The Notorious Umbrella Assassination of Georgi Markov: The Story
The Strange Assassination Of Georgi Markov
Is the type of story that seems to jump right out of any Ian Fleming super spy thriller. The events of Markov's death in 1978 are a conspiracy theorist's wet dream. Georgi's death and the moments surrounding his untimely passing are a testament to just how real the cold war communist fist was to the rest of the world.
A case that is so mind-boggling that as of March and April of last year, Scotland Yard was still reinvestigating the incident. To the point that Counter-terrorism detectives had spent two weeks in Bulgaria, interviewing 40 witnesses and attempting to access archived documents on the case of Georgi Markov, one of Britain's most famous unsolved murders.
The investigation was a race against time, because the present Bulgarian government intended to wash its hands of the case on September 11, 2008, by invoking its legal code's statute of limitations, which closes the book on all unsolved, or unpunished, crimes after 30 years.
At this time the Georgi Markov inquiry remains open and is still a particularly complex investigation.
Who Was Georgi Markov?
He was a popular Bulgarian playwright and novelist. In the 1960s, Georgi Markov was well- known for writing the first hit action television series in Bulgaria. The action series titled "Na Veski Kilometer," which translates to "At Every Kilometer"(American translation: "At Every Milestone") praised the Bulgarian Communist Party's fight against Nazi troops in the early 1940s.
Georgi Ivanov Markov was born March 1, 1929 in Bulgarian capital of Sofia. In 1944 the Bulgarian Communist Party took control. Although Georgi's father was a "class enemy" of the communist party, Georgi Markov, at the age of 32, published his first novel. In which his novel received critical acclaim, and stellar reviews. Markov eventually enjoyed a life of the privileged elite, as an acclaimed novelist and playwrite, amongst Bulgarian society; including members of status in the communist party. His admission into these intimate circles, that included even President Todor Zhivkov, would come to an end for Georgi in 1969. It was through attending these meetings of the party and of state. That allowed him not only to be a direct witness of the manner of communication and personal conduct, but also Markov would to get to know Zhivkov and to assess his positive and negative characteristics, weak and strong sides. Markov had learned many of the intimate secrets of high ranking party members.
In the early 1960s, a roof collapsed and killed many workers. The government was slow to react to the incident, and this event was a profound effect on Georgi. Markov wrote his first novel that was critical of the regime, called "The Great Roof," which he described, "as a symbol of the lies...that the regime has constructed over our country." By the mid to late 1960s, many of his novels and plays, such as "The Assassins" (which dealt with a scheme to kill a political leader) had been banned by the government. In 1969, Markov's play "The Man Who Was Me" was closed by an angered goverment and Georgi was warned to leave Bulgaria. Georgi defected to Italy and lived with his brother, Nikola Markov, who had emigrated in 1963.
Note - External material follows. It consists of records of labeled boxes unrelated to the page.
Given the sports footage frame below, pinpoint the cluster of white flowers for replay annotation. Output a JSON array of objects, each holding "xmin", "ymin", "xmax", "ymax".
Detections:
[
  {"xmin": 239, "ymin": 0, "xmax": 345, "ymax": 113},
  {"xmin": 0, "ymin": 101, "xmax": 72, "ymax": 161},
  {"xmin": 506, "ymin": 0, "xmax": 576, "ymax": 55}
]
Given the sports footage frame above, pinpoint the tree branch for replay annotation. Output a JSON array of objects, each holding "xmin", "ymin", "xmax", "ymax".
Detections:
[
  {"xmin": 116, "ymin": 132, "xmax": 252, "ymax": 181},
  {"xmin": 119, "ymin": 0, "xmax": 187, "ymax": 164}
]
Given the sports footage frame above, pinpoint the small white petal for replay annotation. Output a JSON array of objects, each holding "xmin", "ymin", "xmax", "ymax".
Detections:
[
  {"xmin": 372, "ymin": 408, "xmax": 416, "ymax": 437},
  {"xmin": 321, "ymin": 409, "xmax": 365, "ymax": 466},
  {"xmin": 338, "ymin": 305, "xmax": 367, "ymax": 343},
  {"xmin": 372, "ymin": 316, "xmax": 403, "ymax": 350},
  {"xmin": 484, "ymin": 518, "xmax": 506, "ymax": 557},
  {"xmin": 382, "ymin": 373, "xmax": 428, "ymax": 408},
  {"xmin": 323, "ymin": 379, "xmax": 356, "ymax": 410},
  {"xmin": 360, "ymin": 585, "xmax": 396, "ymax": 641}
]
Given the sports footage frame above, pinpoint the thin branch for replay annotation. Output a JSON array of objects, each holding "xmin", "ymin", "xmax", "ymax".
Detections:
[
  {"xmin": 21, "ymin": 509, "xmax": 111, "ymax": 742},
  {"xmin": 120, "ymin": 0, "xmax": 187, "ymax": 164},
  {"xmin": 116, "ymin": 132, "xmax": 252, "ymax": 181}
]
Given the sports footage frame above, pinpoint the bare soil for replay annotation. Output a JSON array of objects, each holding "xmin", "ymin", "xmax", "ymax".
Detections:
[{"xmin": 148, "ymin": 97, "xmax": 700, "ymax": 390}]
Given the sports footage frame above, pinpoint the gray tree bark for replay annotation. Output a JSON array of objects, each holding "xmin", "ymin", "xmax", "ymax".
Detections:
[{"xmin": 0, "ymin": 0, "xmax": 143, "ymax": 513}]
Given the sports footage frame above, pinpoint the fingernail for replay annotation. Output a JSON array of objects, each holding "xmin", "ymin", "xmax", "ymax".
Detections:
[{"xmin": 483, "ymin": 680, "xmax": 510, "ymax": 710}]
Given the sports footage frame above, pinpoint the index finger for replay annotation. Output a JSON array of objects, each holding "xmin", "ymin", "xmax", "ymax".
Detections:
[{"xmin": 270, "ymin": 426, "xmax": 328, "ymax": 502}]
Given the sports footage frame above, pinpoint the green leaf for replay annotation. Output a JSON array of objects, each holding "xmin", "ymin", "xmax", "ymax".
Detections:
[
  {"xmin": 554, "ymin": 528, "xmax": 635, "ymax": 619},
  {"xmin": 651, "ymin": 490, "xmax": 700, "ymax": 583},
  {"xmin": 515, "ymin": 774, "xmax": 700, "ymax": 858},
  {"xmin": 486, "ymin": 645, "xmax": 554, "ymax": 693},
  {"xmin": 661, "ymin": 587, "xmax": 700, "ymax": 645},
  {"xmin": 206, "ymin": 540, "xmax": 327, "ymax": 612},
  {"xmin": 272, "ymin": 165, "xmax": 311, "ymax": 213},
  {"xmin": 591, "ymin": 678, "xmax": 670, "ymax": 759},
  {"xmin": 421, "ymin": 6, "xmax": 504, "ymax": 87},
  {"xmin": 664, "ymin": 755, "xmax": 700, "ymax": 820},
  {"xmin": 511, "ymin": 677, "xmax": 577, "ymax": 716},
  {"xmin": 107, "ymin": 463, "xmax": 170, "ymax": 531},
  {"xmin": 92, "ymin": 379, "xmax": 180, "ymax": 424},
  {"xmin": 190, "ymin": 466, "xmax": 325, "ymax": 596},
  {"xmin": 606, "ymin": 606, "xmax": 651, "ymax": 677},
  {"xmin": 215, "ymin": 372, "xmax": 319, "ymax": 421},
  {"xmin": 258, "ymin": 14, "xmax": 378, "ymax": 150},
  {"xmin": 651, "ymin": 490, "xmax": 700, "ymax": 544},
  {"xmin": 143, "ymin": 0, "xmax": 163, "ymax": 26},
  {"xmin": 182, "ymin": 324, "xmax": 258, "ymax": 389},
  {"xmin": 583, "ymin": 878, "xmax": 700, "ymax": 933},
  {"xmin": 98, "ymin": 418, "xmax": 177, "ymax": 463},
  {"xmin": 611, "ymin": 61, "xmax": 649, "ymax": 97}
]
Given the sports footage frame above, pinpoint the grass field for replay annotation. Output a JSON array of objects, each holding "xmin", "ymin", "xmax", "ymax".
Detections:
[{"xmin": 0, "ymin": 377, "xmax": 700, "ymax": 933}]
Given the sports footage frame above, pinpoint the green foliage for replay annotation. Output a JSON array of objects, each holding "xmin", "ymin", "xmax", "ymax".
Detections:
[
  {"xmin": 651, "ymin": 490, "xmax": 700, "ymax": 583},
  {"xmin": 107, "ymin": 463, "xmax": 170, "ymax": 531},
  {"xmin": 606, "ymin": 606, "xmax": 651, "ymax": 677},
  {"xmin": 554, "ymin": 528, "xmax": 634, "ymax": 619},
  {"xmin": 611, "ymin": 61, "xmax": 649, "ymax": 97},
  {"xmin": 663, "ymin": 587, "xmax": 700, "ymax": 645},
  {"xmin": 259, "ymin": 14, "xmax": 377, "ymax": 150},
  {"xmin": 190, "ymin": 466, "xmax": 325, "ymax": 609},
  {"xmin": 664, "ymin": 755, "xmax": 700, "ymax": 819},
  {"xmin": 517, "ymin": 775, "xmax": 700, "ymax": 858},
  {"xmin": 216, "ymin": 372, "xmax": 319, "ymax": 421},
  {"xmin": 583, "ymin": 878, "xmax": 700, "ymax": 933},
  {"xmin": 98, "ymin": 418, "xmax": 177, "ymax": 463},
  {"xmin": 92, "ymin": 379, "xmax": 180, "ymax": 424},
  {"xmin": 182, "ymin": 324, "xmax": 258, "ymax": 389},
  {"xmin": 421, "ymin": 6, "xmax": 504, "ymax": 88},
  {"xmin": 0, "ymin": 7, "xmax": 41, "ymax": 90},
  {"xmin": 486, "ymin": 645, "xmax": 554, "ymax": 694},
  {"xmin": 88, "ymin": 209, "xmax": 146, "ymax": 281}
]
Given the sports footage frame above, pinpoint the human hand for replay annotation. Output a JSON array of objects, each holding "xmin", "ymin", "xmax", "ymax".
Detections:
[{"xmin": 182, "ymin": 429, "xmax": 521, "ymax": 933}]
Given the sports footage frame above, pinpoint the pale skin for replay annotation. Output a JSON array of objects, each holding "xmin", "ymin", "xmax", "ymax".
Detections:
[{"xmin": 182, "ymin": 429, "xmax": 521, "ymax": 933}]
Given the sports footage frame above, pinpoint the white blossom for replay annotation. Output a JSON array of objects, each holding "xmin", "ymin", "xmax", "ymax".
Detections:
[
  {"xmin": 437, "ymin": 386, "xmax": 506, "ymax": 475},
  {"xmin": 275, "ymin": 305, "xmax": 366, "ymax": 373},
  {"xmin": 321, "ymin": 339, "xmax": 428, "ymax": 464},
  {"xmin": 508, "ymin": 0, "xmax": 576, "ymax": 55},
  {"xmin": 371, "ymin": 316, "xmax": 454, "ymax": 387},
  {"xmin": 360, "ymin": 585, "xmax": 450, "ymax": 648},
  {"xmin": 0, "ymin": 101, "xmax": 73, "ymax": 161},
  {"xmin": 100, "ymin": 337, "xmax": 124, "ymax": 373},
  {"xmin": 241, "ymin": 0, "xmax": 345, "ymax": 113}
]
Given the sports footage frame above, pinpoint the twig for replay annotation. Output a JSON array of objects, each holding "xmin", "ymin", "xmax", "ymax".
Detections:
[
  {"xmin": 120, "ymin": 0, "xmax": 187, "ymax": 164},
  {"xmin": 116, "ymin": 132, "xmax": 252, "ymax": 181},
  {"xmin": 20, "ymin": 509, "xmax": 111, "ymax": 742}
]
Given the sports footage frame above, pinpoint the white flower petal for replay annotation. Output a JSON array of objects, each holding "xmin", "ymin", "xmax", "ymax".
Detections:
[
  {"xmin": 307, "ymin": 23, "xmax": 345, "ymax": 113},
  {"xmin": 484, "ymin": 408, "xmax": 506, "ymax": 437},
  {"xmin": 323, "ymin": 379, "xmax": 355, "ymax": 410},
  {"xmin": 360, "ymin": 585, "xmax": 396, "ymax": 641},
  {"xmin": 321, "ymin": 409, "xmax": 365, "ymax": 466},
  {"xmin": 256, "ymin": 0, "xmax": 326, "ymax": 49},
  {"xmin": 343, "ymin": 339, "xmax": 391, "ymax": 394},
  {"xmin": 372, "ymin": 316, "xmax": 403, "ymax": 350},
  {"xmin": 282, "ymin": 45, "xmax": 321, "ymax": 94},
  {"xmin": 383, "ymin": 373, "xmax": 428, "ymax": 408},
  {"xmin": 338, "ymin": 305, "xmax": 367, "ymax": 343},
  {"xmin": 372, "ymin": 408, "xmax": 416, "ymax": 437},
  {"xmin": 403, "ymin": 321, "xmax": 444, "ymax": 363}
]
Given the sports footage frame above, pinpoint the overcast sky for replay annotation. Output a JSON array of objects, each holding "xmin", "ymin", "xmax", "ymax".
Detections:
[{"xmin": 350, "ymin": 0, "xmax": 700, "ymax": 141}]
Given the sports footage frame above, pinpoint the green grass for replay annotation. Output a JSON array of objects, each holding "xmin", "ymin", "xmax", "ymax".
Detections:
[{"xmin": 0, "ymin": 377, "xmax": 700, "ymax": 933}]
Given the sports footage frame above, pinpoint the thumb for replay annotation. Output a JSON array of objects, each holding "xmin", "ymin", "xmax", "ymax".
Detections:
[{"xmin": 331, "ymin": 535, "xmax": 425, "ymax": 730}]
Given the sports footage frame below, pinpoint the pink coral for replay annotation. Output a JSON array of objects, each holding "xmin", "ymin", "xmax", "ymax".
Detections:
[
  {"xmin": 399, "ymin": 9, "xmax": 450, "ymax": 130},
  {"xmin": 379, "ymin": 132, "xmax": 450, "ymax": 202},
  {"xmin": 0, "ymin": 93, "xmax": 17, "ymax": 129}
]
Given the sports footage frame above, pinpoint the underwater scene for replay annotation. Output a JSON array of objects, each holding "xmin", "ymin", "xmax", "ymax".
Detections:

It had taken a brave person to look into the real face of communism, and an even braver person to speak the truth about it. Georgi Markov on both levels was a very brave man.
In Memoriam Georgi Markov (rare archive of a broadcast)
Truth Finds A Home In Western Europe
For the next few months Georgi traveled to Austria, West Germany and the UK, trying to find a market for his literary works. The communist government in Bulgaria were applying pressure on Markov to return to Bulgaria. He refused to return and in 1970 he settled in London, where the famous Bulgarian refugee and producer, Petar Uvaliev, promised to make a film of his novel, ‘Women of Warsaw." Markov wrote in one of his letters from that time, “I have to tell you that the recent years for Bulgarian literature have been the most difficult of the period since the war, and in some ways even more difficult that the Stalinist period."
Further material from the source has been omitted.